Was it possible that I just had some sort of a natural chronic endocannabinoid deficiency?

No pun intended. That was my operating assumption. When I first let the flood gates loose. I got a medical cannabis card and took myself medication to the next level.

Timmen Cermak is a medical doctor based in Mill Valley, California, who I had actually encountered through his writings back all the way in 2010. He specializes in addiction and specifically cannabis. His patients are marijuana addicts who come to him wondering how it is that they became addicted to something that people told them wasn’t supposed to be addictive, and his writings that I had read kind of made sense and represented a little bit of a fly in the ointment with respect to my preferred narrative about being able to stay high all the time. They were an inconvenient truth about the nature of marijuana as it relates to our natural physiology.

[00:05:21]

Timmen Cermak: These days, most people know that they have natural cannabinoids in their brain, and most people know that there are receptors — you have a natural cannabinoid-like chemistry in your brain. What the THC does is that it hits those receptors, and it hits them much stronger — activates them a great deal more, and for much, much longer than your natural cannabinoids can.

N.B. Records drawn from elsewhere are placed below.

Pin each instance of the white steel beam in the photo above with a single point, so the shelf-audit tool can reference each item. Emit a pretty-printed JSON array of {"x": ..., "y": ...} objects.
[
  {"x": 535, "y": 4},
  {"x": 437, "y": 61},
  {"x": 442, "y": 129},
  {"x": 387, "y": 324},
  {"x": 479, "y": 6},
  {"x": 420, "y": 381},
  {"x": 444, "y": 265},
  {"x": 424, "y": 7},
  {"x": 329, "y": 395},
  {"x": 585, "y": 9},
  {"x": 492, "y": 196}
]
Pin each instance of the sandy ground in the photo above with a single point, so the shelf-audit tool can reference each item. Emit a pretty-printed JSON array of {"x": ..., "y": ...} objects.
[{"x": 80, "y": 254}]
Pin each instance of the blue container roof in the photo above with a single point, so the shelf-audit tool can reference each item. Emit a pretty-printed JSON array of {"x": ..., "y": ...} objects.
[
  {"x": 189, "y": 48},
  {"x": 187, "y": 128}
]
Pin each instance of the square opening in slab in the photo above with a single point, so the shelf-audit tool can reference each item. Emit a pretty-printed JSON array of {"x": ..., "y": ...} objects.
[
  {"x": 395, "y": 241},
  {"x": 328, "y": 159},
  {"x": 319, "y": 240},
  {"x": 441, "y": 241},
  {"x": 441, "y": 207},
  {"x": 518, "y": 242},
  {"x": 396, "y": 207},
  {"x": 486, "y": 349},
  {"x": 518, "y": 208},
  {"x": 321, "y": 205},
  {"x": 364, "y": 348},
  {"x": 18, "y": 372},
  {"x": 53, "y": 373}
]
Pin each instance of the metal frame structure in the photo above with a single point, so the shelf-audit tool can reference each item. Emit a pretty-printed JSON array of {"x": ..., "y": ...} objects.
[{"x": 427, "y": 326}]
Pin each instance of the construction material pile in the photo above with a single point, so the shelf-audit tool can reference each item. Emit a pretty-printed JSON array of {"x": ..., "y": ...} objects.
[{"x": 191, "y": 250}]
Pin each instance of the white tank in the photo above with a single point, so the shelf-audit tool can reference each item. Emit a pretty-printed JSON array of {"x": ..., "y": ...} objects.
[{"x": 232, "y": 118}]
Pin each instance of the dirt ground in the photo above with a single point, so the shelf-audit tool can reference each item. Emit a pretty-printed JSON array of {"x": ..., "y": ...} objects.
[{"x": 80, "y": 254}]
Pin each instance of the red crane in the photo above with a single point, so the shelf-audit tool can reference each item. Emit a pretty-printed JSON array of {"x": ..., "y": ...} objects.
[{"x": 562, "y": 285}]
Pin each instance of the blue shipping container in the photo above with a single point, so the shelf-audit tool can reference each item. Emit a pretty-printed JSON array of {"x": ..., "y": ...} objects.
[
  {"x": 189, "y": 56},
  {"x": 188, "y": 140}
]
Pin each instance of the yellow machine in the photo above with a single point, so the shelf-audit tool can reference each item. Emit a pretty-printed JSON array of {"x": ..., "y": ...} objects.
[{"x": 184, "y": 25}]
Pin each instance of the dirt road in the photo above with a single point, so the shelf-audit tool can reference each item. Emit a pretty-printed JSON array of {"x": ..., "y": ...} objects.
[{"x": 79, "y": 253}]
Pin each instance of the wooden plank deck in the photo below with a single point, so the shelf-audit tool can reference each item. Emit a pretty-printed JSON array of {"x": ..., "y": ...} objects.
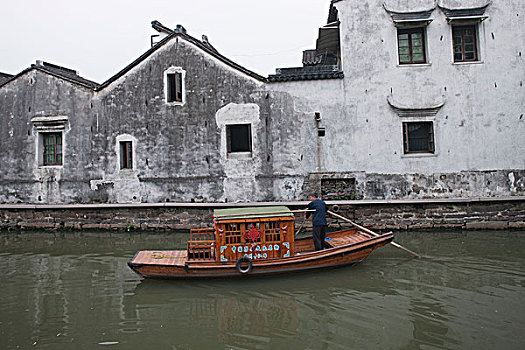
[
  {"x": 161, "y": 257},
  {"x": 350, "y": 239}
]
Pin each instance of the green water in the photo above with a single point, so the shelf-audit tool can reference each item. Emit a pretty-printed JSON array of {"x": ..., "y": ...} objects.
[{"x": 75, "y": 291}]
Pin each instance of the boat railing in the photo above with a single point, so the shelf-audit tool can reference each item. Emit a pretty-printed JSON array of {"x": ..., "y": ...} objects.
[{"x": 201, "y": 245}]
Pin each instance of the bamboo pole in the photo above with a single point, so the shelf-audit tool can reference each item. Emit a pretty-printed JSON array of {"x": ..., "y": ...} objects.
[{"x": 373, "y": 233}]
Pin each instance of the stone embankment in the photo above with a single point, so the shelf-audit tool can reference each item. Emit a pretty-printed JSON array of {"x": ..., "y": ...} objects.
[{"x": 473, "y": 213}]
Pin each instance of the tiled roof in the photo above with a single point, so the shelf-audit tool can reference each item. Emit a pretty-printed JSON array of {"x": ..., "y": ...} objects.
[
  {"x": 57, "y": 71},
  {"x": 464, "y": 12},
  {"x": 180, "y": 32},
  {"x": 4, "y": 77},
  {"x": 306, "y": 73}
]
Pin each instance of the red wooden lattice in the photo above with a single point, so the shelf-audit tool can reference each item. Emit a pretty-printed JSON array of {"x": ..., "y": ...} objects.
[{"x": 252, "y": 234}]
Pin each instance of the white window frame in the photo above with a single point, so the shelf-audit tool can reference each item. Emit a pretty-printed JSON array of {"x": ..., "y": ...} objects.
[
  {"x": 133, "y": 140},
  {"x": 43, "y": 125},
  {"x": 175, "y": 70}
]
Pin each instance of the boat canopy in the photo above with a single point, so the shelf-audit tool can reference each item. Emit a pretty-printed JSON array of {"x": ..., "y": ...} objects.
[{"x": 251, "y": 213}]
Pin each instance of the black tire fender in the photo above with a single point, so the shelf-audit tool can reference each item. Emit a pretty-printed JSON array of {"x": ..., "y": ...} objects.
[{"x": 243, "y": 259}]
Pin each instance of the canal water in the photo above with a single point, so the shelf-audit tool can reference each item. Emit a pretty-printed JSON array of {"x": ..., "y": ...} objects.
[{"x": 75, "y": 291}]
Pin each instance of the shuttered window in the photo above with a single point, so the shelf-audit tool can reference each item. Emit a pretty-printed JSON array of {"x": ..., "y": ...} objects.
[
  {"x": 52, "y": 148},
  {"x": 465, "y": 43},
  {"x": 411, "y": 45}
]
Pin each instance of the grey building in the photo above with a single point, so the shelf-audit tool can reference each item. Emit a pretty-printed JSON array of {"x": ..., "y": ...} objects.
[{"x": 399, "y": 99}]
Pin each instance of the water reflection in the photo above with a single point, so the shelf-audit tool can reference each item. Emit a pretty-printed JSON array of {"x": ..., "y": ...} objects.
[{"x": 65, "y": 290}]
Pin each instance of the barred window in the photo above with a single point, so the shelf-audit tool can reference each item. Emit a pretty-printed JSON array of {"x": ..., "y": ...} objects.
[
  {"x": 175, "y": 87},
  {"x": 418, "y": 137},
  {"x": 126, "y": 155},
  {"x": 239, "y": 138},
  {"x": 465, "y": 43},
  {"x": 52, "y": 148},
  {"x": 411, "y": 45}
]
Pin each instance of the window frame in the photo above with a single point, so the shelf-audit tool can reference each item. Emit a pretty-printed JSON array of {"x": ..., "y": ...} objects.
[
  {"x": 431, "y": 145},
  {"x": 56, "y": 153},
  {"x": 249, "y": 140},
  {"x": 175, "y": 86},
  {"x": 412, "y": 30},
  {"x": 126, "y": 155},
  {"x": 463, "y": 27}
]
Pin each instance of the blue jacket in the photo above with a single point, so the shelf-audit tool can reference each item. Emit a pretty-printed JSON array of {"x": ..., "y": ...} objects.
[{"x": 319, "y": 218}]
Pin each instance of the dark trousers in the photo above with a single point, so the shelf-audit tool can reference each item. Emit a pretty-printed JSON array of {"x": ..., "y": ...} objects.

Charlie Deist: So that’s Dr. Cermak, and he says you can think about these natural endogenous cannabinoids, sort of like the body and brain’s own internal supply of marijuana. It’s like endorphins, which are our body’s natural opioids, except that these ancient receptors and neurotransmitters, like our endocannabinoids, our endorphins, they predate the marijuana and opium plant. But maybe just maybe I had hoped this plant had come along at just the right time as an aid to nature — no, an improvement to nature! — to supercharge our endocannabinoid system.

My question for Dr. Cermak was this, why can’t we stay high all the time?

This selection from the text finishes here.